En cambio, la historia es poca cosa: el nuevo dueño de la mansión, un norteamericano, le propone a Stevens que se tome unos días para conocer el país. A bordo del automóvil de su “señor”, el empleado viaja por la campiña y se dirige hasta una ciudad lejana, donde espera ver a miss Benton, otrora ama de llaves de la mansión, de quien está secretamente enamorado, algo que no es capaz de confesar ni siquiera en su yo interior: a lo largo de su camino, Stevens recuerda los años de esplendor de la casa, antes de que su amo (un filonazi que trató de cambiar el rumbo de la política exterior de su país durante la segunda guerra) cayera en la desgracia del escarnio público y el colaboracionismo. Pero en sus solitarias disquisiciones, nunca se atreve a aceptar lo innegable: que durante años rehuyó hablarle de amor a miss Benton, sólo que ahora es demasiado tarde; sin embargo, el personaje disfraza lo que es un viaje de amor de un fin práctico: supone (quiere suponer) que su vieja amiga tal vez se reintegre en el servicio.
Pasa algo parecido con los sentimientos de Stevens hacia su jefe: a pesar de que ya no está a su servicio y el patrón ha muerto, el mayordomo se niega a criticarlo con dureza, como hacen los demás; su fidelidad (o su ceguera, no lo sé) se mantiene más allá del tiempo, como si se tratara de una variante británica de Job; nada cambia lo anterior: ni el talante antidemocrático del magnate ni su ocasional antisemitismo; Stevens encuentra una justificación hasta para los actos más reprobables, aunque el humillado sea él mismo. Como estamos ante un hombre para el cual las formas lo son todo (nunca se permite un ex abrupto o la escandalosa certidumbre de que tiene sentimientos), hay un especial acento en la redacción de su lenguaje, que resulta ser inútil más allá de los límites de su oficio: es incapaz de hacer una broma o conversar sin recelo con la gente más humilde, de la misma forma que le resulta imposible hablar de sexualidad humana con un joven hombre a punto de casarse, a quien pretende aleccionar con ejemplos pueriles. El suyo es el lenguaje de los cubiertos de plata y las botellas de oporto, pero en su pobre vida interior todo es contención y prudencia. En cambio miss Benton es apasionada y, cuando no resiste más la frialdad a toda prueba de su jefe, puede llegar a expresarse con una rudeza que sólo el amor perdona.

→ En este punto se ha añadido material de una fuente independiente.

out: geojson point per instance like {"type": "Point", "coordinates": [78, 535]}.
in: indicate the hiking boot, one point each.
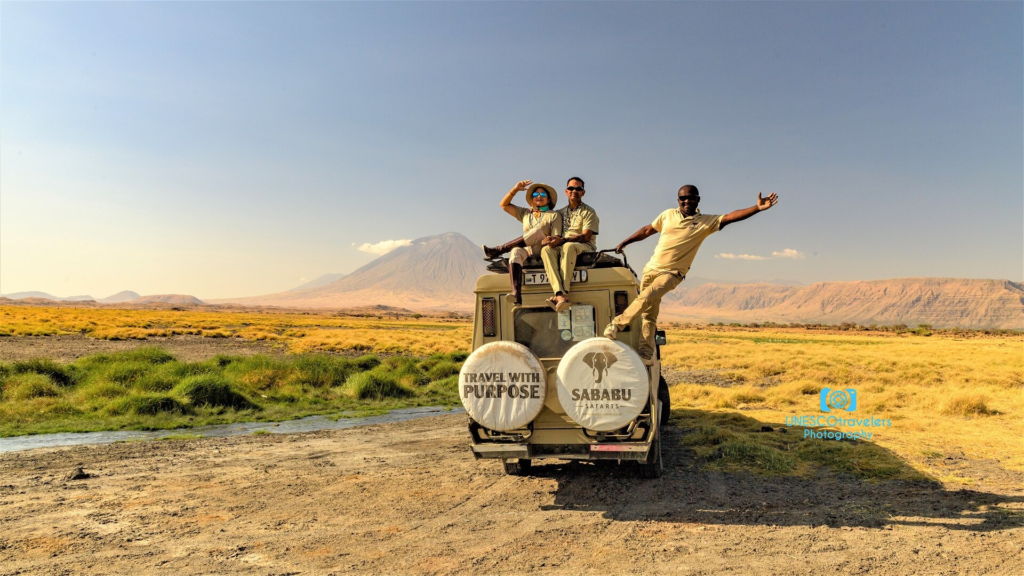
{"type": "Point", "coordinates": [497, 251]}
{"type": "Point", "coordinates": [610, 331]}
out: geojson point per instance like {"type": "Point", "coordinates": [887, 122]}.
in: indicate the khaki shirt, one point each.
{"type": "Point", "coordinates": [574, 221]}
{"type": "Point", "coordinates": [550, 222]}
{"type": "Point", "coordinates": [680, 239]}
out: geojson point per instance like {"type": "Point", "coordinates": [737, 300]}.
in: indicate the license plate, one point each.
{"type": "Point", "coordinates": [542, 277]}
{"type": "Point", "coordinates": [616, 448]}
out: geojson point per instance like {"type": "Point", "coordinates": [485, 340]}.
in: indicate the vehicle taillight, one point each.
{"type": "Point", "coordinates": [622, 302]}
{"type": "Point", "coordinates": [488, 310]}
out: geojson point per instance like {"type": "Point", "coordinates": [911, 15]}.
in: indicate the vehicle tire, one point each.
{"type": "Point", "coordinates": [652, 468]}
{"type": "Point", "coordinates": [518, 467]}
{"type": "Point", "coordinates": [664, 401]}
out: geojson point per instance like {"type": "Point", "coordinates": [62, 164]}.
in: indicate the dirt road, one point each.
{"type": "Point", "coordinates": [410, 498]}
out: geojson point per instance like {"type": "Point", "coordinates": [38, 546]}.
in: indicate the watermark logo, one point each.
{"type": "Point", "coordinates": [839, 399]}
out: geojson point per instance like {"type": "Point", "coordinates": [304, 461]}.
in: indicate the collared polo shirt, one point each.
{"type": "Point", "coordinates": [576, 221]}
{"type": "Point", "coordinates": [679, 240]}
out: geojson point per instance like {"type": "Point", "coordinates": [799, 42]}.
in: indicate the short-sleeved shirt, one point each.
{"type": "Point", "coordinates": [550, 222]}
{"type": "Point", "coordinates": [681, 236]}
{"type": "Point", "coordinates": [576, 221]}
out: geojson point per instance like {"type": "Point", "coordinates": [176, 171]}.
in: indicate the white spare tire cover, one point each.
{"type": "Point", "coordinates": [503, 385]}
{"type": "Point", "coordinates": [602, 384]}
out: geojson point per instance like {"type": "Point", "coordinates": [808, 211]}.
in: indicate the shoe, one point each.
{"type": "Point", "coordinates": [497, 251]}
{"type": "Point", "coordinates": [610, 331]}
{"type": "Point", "coordinates": [515, 280]}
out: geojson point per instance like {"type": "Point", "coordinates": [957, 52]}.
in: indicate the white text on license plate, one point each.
{"type": "Point", "coordinates": [542, 278]}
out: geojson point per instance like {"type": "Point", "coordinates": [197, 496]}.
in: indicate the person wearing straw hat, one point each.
{"type": "Point", "coordinates": [682, 231]}
{"type": "Point", "coordinates": [541, 223]}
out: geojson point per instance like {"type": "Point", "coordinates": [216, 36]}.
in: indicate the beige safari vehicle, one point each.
{"type": "Point", "coordinates": [546, 384]}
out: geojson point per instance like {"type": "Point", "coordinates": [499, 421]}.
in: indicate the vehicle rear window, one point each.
{"type": "Point", "coordinates": [550, 334]}
{"type": "Point", "coordinates": [538, 330]}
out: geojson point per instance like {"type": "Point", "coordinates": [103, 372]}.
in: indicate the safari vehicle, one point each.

Me gusta la técnica de esta novela de Ishiguro, su escritura cuidadosa y su dibujo elegante de un ser atormentado, que me parece logrado pero al mismo tiempo repulsivo: es como estar ante la encarnación de las oportunidades perdidas, porque el personaje recibe una oferta preciosa pero la deja pasar para recluirse en una penosa existencia marcada por el sino de una excesiva disciplina; sin embargo, como lo he dicho, se trata de una novela que apenas me ha conmovido.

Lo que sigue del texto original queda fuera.